I have been a huge fan of Alan Watts for years, and I was listening to ‘Alan Watts Teaches Meditation’ wherein he explains that, “the idea is not to control your breath, but to observe its occurrence,” and goes on to explain that you allow it to fall in and out rather than pushing or pulling. This got me thinking about how I was breathing while jogging, and that I was hindering my progress because I was concerned with controlling the flow of my breath. Following Alan’s suggestion, I at last managed to discover the ‘zone’ that you hear athletes describe. It’s basically a state of flow, a state of pure focus, a state of zen. I started meditating, after years of listening to talks and reading anything I could find on it, but never ‘getting’ how to do it. A penny dropped. I was beginning to understand that while I’ve been researching all of these things in isolation, the sweet spot, the place where the magic happens, is when you put everything together. Harmony. 


I’ve continued these practices, expanded my collection of herbs, and since joining WhiteHat have been introduced to the Ayurveda during a coaching session. I bought a book immediately after I put my ‘office’ (work laptop) away that evening and on reading it found that I had been introduced to a 5,000 year-old philosophy and holistic preventative health practice which in essence described and in practice provided a framework for near-enough exactly the expedition I had been making without the aid of a map or compass up to this point. This was in October, and my metamorphosis has progressed further still. 


Thinking back on this all now, it’s difficult to comprehend how so much transition can occur in so short a space of time. For years I have been making a conscious effort to listen to and follow my intuition. I firmly believe that everything always works out for the best in the end, I put my trust in the universe and I put my faith in myself. I think that all things happen at the appropriate time for the appropriate purpose. Even in my darkest hours of this glorious year, I was learning. It was painful certainly, but it has brought me some insight that I thought prudent because it is applicable to anyone who’s ever been through hard times, and who amongst us hasn’t had at least one bad day?


Chatting with another friend of mine the other night who said, “I think we’re all a little broken,” which got me to pondering. I think that she’s right, and that maybe we are all a little broken. I related this to my reflection above about how the pain I was going through became a desire and a drive to change my circumstances. Sometimes we must be broken so that we can see what we need in order to grow. Within these cracks in our auric pottery lies our authenticity, our uniqueness. Akin to Kintsugi, it is the way in which we mend them that make us beautiful. Typing those words brings tears of joy to my eyes, and the thought that such joy is effectively the product of a traumatic situation fortifies my resilience.

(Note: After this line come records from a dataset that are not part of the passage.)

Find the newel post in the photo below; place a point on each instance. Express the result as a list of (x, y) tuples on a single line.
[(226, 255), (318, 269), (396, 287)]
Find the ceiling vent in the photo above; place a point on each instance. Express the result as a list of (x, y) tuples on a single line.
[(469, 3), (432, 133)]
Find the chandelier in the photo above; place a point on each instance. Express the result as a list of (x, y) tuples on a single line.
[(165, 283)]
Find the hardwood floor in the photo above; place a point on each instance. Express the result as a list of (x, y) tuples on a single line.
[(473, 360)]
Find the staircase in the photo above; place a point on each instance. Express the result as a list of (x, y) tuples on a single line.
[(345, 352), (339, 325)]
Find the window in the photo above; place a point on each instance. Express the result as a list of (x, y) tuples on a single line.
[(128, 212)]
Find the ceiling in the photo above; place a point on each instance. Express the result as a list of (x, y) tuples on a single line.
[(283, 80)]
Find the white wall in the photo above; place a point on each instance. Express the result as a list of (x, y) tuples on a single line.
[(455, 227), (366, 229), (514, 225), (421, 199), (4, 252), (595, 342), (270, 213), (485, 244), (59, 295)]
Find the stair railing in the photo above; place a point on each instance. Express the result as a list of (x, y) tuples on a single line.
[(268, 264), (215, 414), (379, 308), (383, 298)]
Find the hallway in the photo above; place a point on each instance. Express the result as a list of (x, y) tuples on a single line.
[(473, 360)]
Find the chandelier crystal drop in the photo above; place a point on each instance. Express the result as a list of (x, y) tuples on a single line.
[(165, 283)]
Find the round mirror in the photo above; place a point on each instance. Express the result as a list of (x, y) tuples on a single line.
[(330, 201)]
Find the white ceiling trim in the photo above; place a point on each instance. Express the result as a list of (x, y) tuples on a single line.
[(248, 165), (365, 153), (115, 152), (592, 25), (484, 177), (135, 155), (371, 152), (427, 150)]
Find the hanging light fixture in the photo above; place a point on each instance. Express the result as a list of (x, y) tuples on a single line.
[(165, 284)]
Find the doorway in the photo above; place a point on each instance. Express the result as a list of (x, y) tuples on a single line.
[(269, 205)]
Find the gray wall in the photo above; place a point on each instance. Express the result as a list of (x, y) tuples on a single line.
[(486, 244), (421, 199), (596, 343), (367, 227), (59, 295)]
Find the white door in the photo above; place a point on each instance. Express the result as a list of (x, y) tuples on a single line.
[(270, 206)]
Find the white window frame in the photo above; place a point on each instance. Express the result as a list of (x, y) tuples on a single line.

I’m sure that there will be further challenges on the horizon, but I feel that I am overall in a far better place that I was in one year ago today. I’ve learned and discovered so much more about myself in the past twelve months than I have in the past four years. While not identical, I believe that everyone who is reading this will have had experiences this year – may still be having them – which have been difficult. No matter how dark it may seem to be at times, we are in tunnels not caves.